Desde que el hombre puso los pies sobre la tierra, la palabra mágica ha sido "propiedad". El 3 de febrero pasado, la nave espacial soviética Lunik IX se posó suavemente sobre el suelo lunar. Aunque esto no significa que el hombre haya puesto, por ahora, sus pies sobre el pálido satélite, la hazaña equivale, para emplear la ocurrente expresión de un técnico soviético, a haber "arrojado un zapato sobre la Luna". Y la palabra mágica no presenta trazas de haber cambiado ni de estar por cambiar.
Este "zapato" electrónico, cuya marca de fábrica es la hoz y el martillo, ha hecho que, en los medios científicos y técnicos de las grandes potencias renaciera, como verdadera obsesión, una antigua pregunta: ¿Cuáles son los presuntos derechos de propiedad que pueden surgir de una realización semejante? La URSS anunció después que no pensaba entablar reclamo alguno como consecuencia del alunizaje. Y renació la calma. Pero aún cabe un interrogante: ¿Podría haberlo hecho? ¿Fue la actitud soviética una legítima renuncia o una maniobra del que se siente seguro y aprovecha la coyuntura para aumentar su prestigio? A esta altura de los acontecimientos, ninguna legislación permite responder fehacientemente a estas conjeturas.
No bien los EEUU anunciaron, a fines de 1955, sus primeros planes espaciales, varias compañías pusieron en venta lotes en la Luna. Y los vendieron por millares. Quienes pretendieron revalidar sus títulos ante la oficina de tierras del gobierno norteamericano, recibieron, en respuesta, una circular. En ella se les comunicaba que tal cosa no era posible, porque los EEUU no habían hecho reclamación alguna de propiedad sobre territorios ubicados fuera de la tierra... "por el momento’'.
¿Llegará alguna vez ese momento ? ¿Qué sucederá cuando sean naves tripuladas las que lleguen a los cuerpos celestes? El descubrimiento, la exploración y la colonización han sido invocados, en todas las épocas, como títulos suficientes para fundamentar el derecho de propiedad sobre las tierras. ¿Se extenderá esta doctrina a lo que se realice fuera de nuestro planeta?

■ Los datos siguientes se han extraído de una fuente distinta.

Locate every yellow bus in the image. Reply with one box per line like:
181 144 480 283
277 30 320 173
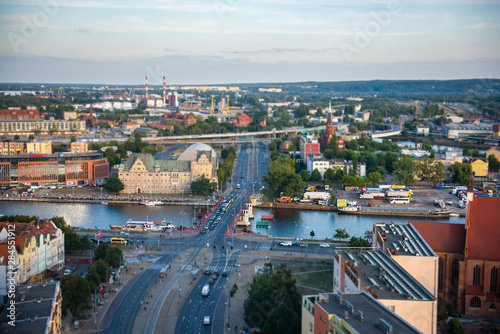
110 238 127 245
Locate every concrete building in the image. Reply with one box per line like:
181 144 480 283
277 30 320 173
0 152 109 186
0 120 86 136
0 282 62 334
443 123 493 139
26 139 52 154
300 135 319 164
118 144 219 194
0 221 64 283
307 154 331 178
301 291 422 334
417 126 429 137
70 141 89 153
468 158 488 177
333 248 437 334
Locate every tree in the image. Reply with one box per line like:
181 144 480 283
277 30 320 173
394 155 418 186
245 270 301 333
488 154 500 173
311 168 322 181
104 176 125 193
448 162 472 185
61 274 92 319
347 237 372 247
333 228 350 241
191 175 217 196
300 169 309 182
368 172 382 184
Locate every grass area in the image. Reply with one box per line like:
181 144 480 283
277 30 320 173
289 265 333 295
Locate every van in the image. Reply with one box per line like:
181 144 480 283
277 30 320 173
201 284 210 297
110 238 127 245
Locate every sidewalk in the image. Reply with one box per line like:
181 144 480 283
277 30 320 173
62 251 152 333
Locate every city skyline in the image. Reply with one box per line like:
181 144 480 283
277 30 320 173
0 0 500 85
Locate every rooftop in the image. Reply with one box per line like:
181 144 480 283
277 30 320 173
336 250 434 300
409 222 466 254
310 293 421 334
375 223 436 256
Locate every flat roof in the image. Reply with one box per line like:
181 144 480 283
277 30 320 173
375 223 437 256
336 250 434 301
315 292 421 334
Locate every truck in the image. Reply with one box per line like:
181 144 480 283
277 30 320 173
201 284 210 297
304 191 330 201
386 189 411 197
359 192 385 199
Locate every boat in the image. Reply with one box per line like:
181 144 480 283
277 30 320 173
141 200 162 206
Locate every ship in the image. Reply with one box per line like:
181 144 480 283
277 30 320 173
109 220 175 232
140 200 162 206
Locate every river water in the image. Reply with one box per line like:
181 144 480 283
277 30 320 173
0 202 465 238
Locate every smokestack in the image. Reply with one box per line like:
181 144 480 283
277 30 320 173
163 76 165 106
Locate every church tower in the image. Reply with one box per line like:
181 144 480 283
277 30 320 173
326 101 333 143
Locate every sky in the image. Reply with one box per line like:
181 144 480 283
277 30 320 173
0 0 500 85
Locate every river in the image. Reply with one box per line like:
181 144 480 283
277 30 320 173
0 202 465 238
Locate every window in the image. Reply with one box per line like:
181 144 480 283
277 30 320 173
490 267 498 292
472 265 481 285
438 257 443 291
470 297 481 308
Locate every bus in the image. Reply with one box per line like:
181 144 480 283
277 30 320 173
391 197 410 204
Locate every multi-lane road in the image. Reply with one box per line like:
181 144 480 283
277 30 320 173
99 143 268 334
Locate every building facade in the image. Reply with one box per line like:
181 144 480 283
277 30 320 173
0 152 109 186
118 144 218 194
300 135 319 165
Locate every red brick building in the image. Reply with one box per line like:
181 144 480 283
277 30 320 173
412 193 500 317
0 109 40 121
233 115 253 127
163 113 196 126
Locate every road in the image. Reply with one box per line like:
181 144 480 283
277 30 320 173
175 143 268 334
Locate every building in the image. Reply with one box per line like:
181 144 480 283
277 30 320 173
118 144 219 194
412 178 500 317
0 152 109 186
163 113 196 126
306 154 332 178
486 147 500 161
233 115 253 127
0 120 86 136
443 123 493 138
301 292 422 334
0 109 40 121
469 158 488 177
334 248 437 334
0 221 64 283
26 139 52 154
0 282 62 334
134 128 158 137
70 141 89 153
417 126 429 137
300 135 319 165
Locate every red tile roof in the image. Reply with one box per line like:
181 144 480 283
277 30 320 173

Las grandes potencias se muestran reticentes a aclarar formalmente el punto. Cualquier convenio sobre el particular podría limitar sus actividades o incidir sobre sus intereses futuros en lo que por ahora es el escenario exclusivo de sus avances. Para los países que, como el nuestro, se encuentran en una etapa primaria del desarrollo de la tecnología espacial, las perspectivas no son nada halagüeñas. O emplean los conceptos jurídicos para provocar un vuelco a su favor, o tendrán que conformarse con los despojos que no interesen a los grandes, una vez repartida entre estos la parte del león.

Lo que cuesta, ¿vale?
El pasaje del primer norteamericano que llegue a la Luna costará 40.000 millones de dólares; es decir, unos 8 billones de pesos. Los minerales y otras riquezas que pudieran encontrarse en otros mundos, por muy valiosos que fueran, tendrán que esperar muchos años antes de que su extracción y transporte a la tierra tenga algún significado económico. Y ningún Objetivo científico, aún más inmediato que la conquista del espacio —la lucha contra el cáncer, por ejemplo— hubiera despertado una inquietud capaz de provocar inversiones siquiera remotamente semejantes. Esta reflexión hizo que, en los pasillos de la ONU, un diplomático africano dijera, con humor no desprovisto de sarcasmo: “Naturalmente, es más importante para ellos llegar a la Luna que fundar hospitales; después de todo, no harán más que llevar a la práctica, algo tardíamente, lo que nuestros hechiceros imaginaron hace miles de años”.
Empeñados en imponer al mundo sus respectivos sistemas de vida, los colosos han hecho del progreso tecnológico un objetivo político. Con sólo un cambio de carga, el cohete, se transforma de pacífico portador de instrumentos en armas poco menos que infalibles e imposibles de interceptar. La guerra fría lo convirtió en símbolo del poderío de las naciones. Esta situación es un hecho consumado y el desarrollo de la tecnología espacial propia constituye un atributo indiscutible de prestigio internacional y, por lo tanto, un fin deseable para cualquier país.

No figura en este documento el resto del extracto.